Trump’s DOL Splits the Baby in New Overtime Regulations
By: Attorney Stephen L. Weld – Weld Riley, S.C.
During the Obama Presidency, the Department of Labor (DOL) proposed significant changes to the rules implementing the so-called “white collar” exemptions to the Fair Labor Standards Act (FLSA). Under the FLSA, employees are considered hourly, with overtime premiums required for hours worked over 40 in a week, unless they are paid by salary and their job duties fit into one of the exemptions – executive, administrative, or professional (EAP).

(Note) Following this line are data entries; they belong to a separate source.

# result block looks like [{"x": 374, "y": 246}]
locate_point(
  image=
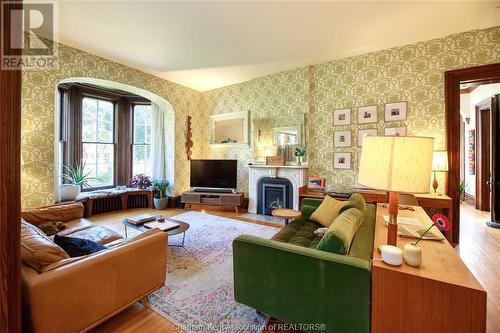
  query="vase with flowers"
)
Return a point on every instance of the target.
[
  {"x": 412, "y": 253},
  {"x": 140, "y": 181},
  {"x": 299, "y": 152}
]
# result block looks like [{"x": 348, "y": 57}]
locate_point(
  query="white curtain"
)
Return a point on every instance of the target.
[{"x": 162, "y": 146}]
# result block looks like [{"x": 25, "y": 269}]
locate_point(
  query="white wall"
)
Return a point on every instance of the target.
[{"x": 468, "y": 107}]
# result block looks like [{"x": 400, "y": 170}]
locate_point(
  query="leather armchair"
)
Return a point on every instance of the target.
[{"x": 77, "y": 294}]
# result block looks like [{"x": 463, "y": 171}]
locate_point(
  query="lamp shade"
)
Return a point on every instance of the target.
[
  {"x": 396, "y": 163},
  {"x": 440, "y": 161}
]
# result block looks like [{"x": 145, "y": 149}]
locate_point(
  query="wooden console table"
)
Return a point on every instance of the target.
[
  {"x": 425, "y": 200},
  {"x": 442, "y": 295},
  {"x": 215, "y": 199}
]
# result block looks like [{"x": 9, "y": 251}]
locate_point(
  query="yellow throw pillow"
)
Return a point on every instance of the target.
[{"x": 327, "y": 211}]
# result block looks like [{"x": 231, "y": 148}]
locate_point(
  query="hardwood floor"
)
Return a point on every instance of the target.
[{"x": 479, "y": 249}]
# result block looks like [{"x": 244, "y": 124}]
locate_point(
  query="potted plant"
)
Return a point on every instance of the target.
[
  {"x": 159, "y": 188},
  {"x": 140, "y": 181},
  {"x": 77, "y": 178},
  {"x": 412, "y": 253}
]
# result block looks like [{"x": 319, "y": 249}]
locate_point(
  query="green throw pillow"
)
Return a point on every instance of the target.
[
  {"x": 307, "y": 211},
  {"x": 355, "y": 201},
  {"x": 341, "y": 232}
]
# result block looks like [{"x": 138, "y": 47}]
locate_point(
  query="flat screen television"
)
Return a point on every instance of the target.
[{"x": 214, "y": 173}]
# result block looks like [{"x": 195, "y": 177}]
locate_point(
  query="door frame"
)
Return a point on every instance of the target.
[
  {"x": 10, "y": 200},
  {"x": 452, "y": 79},
  {"x": 481, "y": 193}
]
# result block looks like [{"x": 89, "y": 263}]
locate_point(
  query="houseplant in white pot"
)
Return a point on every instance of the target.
[
  {"x": 159, "y": 188},
  {"x": 77, "y": 178}
]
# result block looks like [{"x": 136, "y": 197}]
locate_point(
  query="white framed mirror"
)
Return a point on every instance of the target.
[{"x": 229, "y": 129}]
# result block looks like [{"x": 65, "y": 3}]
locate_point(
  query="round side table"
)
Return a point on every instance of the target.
[{"x": 286, "y": 214}]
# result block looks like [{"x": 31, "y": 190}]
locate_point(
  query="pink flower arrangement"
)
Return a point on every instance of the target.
[
  {"x": 438, "y": 220},
  {"x": 140, "y": 181}
]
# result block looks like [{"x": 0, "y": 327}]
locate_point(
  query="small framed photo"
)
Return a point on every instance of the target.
[
  {"x": 341, "y": 117},
  {"x": 367, "y": 114},
  {"x": 342, "y": 139},
  {"x": 395, "y": 131},
  {"x": 395, "y": 111},
  {"x": 341, "y": 160},
  {"x": 316, "y": 183},
  {"x": 366, "y": 132}
]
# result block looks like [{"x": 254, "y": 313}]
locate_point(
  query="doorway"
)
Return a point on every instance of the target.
[
  {"x": 478, "y": 114},
  {"x": 455, "y": 81},
  {"x": 483, "y": 146}
]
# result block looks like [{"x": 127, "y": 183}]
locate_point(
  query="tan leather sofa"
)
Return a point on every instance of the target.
[{"x": 76, "y": 294}]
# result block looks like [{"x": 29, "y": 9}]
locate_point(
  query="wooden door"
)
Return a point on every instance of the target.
[
  {"x": 483, "y": 167},
  {"x": 10, "y": 167}
]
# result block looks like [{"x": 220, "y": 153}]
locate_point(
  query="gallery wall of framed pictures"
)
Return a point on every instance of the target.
[{"x": 351, "y": 125}]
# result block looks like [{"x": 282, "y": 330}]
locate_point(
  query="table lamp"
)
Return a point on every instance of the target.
[
  {"x": 396, "y": 164},
  {"x": 439, "y": 164}
]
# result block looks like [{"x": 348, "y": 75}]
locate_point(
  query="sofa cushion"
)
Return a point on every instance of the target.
[
  {"x": 77, "y": 247},
  {"x": 91, "y": 231},
  {"x": 327, "y": 211},
  {"x": 51, "y": 228},
  {"x": 298, "y": 232},
  {"x": 362, "y": 244},
  {"x": 61, "y": 213},
  {"x": 341, "y": 232},
  {"x": 307, "y": 211},
  {"x": 37, "y": 250},
  {"x": 356, "y": 200}
]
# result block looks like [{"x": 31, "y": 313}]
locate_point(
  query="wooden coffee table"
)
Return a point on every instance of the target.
[
  {"x": 286, "y": 214},
  {"x": 181, "y": 229}
]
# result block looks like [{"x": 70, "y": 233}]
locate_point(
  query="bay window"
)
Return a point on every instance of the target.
[{"x": 109, "y": 130}]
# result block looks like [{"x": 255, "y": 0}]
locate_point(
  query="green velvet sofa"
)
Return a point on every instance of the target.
[{"x": 288, "y": 278}]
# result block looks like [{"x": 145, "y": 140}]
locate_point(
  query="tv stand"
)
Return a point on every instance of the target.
[{"x": 212, "y": 198}]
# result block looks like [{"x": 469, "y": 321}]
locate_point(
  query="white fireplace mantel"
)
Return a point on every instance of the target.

In 2015, the Obama Administration had proposed doubling the current minimum annual salary of $23,660 (weekly compensation of $455) to $47,476 ($913 per week). Employers throughout the country scrambled to address whether employees who were making between $24,000 and $48,000 should continue to be treated as salaried which, of course, meant increasing their salaries, or whether they should be treated as hourly employees which meant that they would be paid time and one-half for all hours worked over 40 in a week. A number of employees were converted to an hourly basis and another group of employees received significant salary increases to get them over the new annual minimum.
Then came November of 2016. Donald Trump was elected President and, more importantly for the purposes of this discussion, just prior to the finalization of the rule, a Federal District Court enjoined the DOL’s enforcement of the Obama Administration’s proposed overtime regulations.
The DOL went back to the drawing board and, in March of 2019, it finally published proposed revisions of the FLSA’s regulations. These regulations are not yet final as there is a 60 day public comment period. It is anticipated that the proposal will, with minor changes, become regulation in early 2020.
The Trump proposal basically splits the difference between the current minimum annual salary and the Obama proposal. The new proposal is the proposed minimum annual salary to qualify for a salaried basis is $35,308 (or $679 per week). In addition, 10% of the salary can be satisfied with nondiscretionary bonuses, commissions, and other incentives. Further, while the DOL will review the salary basis every four years, it will not result in automatic increases as the Obama Administration proposals had.
Another proposed change is that highly-compensated employees, those who currently make over $100,000 per year, have relaxed job duty requirements to qualify as salaried. The Trump proposal significantly increases the minimum to $147,414.
If the Trump proposal becomes law, employers will have to look at whether the job duties of those employees making over $35,000 per year qualify them for a “white collar” exemption. If their job duties justify it, they should be returned to a salaried basis. In addition, employers will have to address its treatment of those employees making between $100,000 and $150,000. If the Trump proposal is approved, a number of employees who make over six figures will be entitled to overtime pay.